Kalevankangas ja ilmatorjunta esitelmän 31.3.2014 tiivistelmä

THE PRECAMBRIAN ROCKS OF SOUTHERN FINLAND … Finland bedrock_ENG_062011_100dpiS.pdf · PRECAMBRIAN ROCKS OF SOUTHERN FINLAND & ESTONIA 3 The bedrock of southwestern Finland By looking

Four aspects of relevance: content, time, location and network Pasi Fränti, Jinhua Chen and Andrei Tabarcea.

IMIA Conference 1995 – Helsinki, Finland · IMIA Conference 1995 – Helsinki, Finland. IMIA Conference 1995 – Helsinki, Finland.

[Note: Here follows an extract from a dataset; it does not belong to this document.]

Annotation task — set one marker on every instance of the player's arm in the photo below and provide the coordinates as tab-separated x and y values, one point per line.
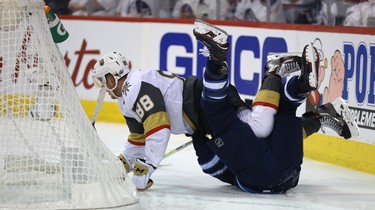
150	108
135	144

IMIA Conference 1995 – Helsinki, Finland. de

CIS - measuring user innovation in Finland - Statistics Finland

a nsä - Tunturisuunnistustunturisuunnistus.fi/2014/wp-content/uploads/sites/... · Friman Kaisa, HyRa x 1 Friman Sami, HyRa x 2 Fränti Arto x 2 Fränti Juha x 3 Fränti Kati x 1

SUOMI/FINLAND (FINLAND) - Trusted List ID ...

Cleantech Finland - Пресс-конференция Cleantech Finland, Москва 2013

Unsere Reise nach Wien 31.3.2014 bis 6.4.2014

Valmetin osavuosikatsaus 1.1. · Valmetin osavuosikatsaus 1.1.–31.3.2014 Toimintaympäristö parantunut jokseenkin vuoden 2014 ensimmäisen vuosineljänneksen aikana Asiakasaktiviteetti

BIM penetration in Finland · FINLAND BIM in Finland today TOMI HENTTINEN M.Sc. (Archit.) SAFA Gravicon Oy, CEO buildingSMART Finland, Chair

Results for Quarter and year ended 31.3.2014 - Forbesforbes.co.in/Files/20140529114609ResultsforQuarterandyearended31.3... · PART g - Statement of Standalone BSE ... 8,555 1,273

Design & Analysis of Algorithms Combinatory optimization SCHOOL OF COMPUTING Pasi Fränti 20.10.2014.

Team Finland ja Business Finland

Randomized Algorithms Pasi Fränti 1.10.2014. Treasure island Treasure worth 20.000 awaits 5000 DAA expedition 5000 ? ? Map for sale: 3000.

Cluster validation Pasi Fränti Clustering methods: Part 3 Speech and Image Processing Unit School of Computing University of Eastern Finland 15.4.2014.